A droite comme à gauche, où le texte a été largement été rejeté, on a regretté que l'accompagnement du Ségur n'ait pas fait l'objet d'un projet de loi ad hoc soumis par le gouvernement lui-même. Dans le détail toutefois, certaines mesures ont fait l'objet d'un assentiment transpartisan.

"Message aux soignants"

Stéphanie Rist, elle-même médecin de profession, ne prétend pas défendre "une grande loi Santé", mais souligne qu'en pleine deuxième vague du coronavirus, "il est important d'envoyer le message aux soignants que l'on fait passer les mesures promises".

La lutte contre les excès de l'intérim médical dans les hôpitaux, dénoncés comme un "mercenariat" aussi lucratif pour les intéressés que ruineux pour les établissements, figure en tête des mesures réclamées sur tous les bancs.

Ces dispositions permettent de maîtriser les rémunérations jugées excessives de certains praticiens aux qualifications très recherchées pour des missions temporaires.

Olivier Véran a salué "une solution aux dérives" qui permettent parfois à certains de "gagner un demi-mois du salaire d'un praticien hospitalier pour 24 heures de garde". Il ne s'agit "pas de mettre fin à l'intérim" mais de s'attaquer aux "ravages de l'intérim médical" mal encadré, a ajouté le ministre.

Les députés ont également approuvé la création, pour les personnes handicapées et leurs aidants, d'une "plateforme officielle d'information, d'orientation et d'accompagnement". Un amendement précise que cette plateforme ne se substituera pas à leur accueil physique et téléphonique.

L'Assemblée a également approuvé une évolution du métier de sage-femme, leur ouvrant la possibilité de prescrire des arrêts de travail de plus de 15 jours.

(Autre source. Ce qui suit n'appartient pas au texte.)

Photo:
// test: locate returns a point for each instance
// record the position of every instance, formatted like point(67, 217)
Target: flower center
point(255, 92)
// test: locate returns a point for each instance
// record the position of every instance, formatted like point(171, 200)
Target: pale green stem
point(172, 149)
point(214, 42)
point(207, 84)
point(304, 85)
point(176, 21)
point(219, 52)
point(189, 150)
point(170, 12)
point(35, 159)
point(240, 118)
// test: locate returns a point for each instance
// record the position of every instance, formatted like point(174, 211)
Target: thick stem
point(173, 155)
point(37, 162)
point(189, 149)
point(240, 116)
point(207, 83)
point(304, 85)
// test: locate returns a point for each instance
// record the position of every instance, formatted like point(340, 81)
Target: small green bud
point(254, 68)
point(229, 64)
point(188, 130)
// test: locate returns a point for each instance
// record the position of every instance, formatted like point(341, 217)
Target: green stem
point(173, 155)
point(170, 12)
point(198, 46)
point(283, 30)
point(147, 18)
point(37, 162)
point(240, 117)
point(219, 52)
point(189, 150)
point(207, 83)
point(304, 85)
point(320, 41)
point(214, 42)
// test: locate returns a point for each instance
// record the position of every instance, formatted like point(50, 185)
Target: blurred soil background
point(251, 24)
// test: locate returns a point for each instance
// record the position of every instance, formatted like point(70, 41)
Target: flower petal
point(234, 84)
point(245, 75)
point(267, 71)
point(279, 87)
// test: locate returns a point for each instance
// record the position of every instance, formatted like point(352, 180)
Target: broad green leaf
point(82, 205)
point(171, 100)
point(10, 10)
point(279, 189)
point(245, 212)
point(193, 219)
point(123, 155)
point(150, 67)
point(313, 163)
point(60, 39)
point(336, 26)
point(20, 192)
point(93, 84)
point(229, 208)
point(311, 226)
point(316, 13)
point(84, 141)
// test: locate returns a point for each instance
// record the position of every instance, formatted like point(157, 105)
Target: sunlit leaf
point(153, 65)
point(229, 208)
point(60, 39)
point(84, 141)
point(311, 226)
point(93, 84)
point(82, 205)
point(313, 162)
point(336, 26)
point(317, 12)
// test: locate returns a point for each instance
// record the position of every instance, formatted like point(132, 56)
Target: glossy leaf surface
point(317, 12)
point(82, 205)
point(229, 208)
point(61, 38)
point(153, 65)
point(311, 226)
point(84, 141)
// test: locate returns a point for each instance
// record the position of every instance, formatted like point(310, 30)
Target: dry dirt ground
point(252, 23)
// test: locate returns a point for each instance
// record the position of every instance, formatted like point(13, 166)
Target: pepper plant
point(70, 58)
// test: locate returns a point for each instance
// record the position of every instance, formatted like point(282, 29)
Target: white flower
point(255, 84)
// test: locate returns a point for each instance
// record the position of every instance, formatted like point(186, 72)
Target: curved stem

Leur droit à prescrire des médicaments est élargi, et elles pourront adresser une patiente à un médecin spécialiste.

Plusieurs mesures concernent aussi les recrutements, l'encadrement et la gouvernance à l'hôpital.

L'Assemblée a en revanche rejeté une nouvelle étape de l'intégration des groupements hospitaliers de territoire (GHT), sur fond de défense des petits établissements par les élus et de bronca des syndicats des directeurs d'hôpitaux. Exit également la proposition qui prévoyait la création d'une "profession médicale intermédiaire" entre les médecins d'une part, les infirmières et certaines professions paramédicales d'autre part.

Il n'en reste qu'une simple demande de rapport au gouvernement sur ce projet qui s'est heurté à une levée de boucliers dans le milieu médical et devra faire l'objet d'une concertation.

La mise en place d'un numéro d'appel unique pour remplacer les différents numéros existants en lien avec la santé, sur le modèle du 911 américain, a également été retoquée face aux critiques de tous bords.

Un amendement gouvernemental préserve le principe d'un service d'orientation et de guidage dans le système de santé, expérimenté en 2021 dans 22 territoires pilotes.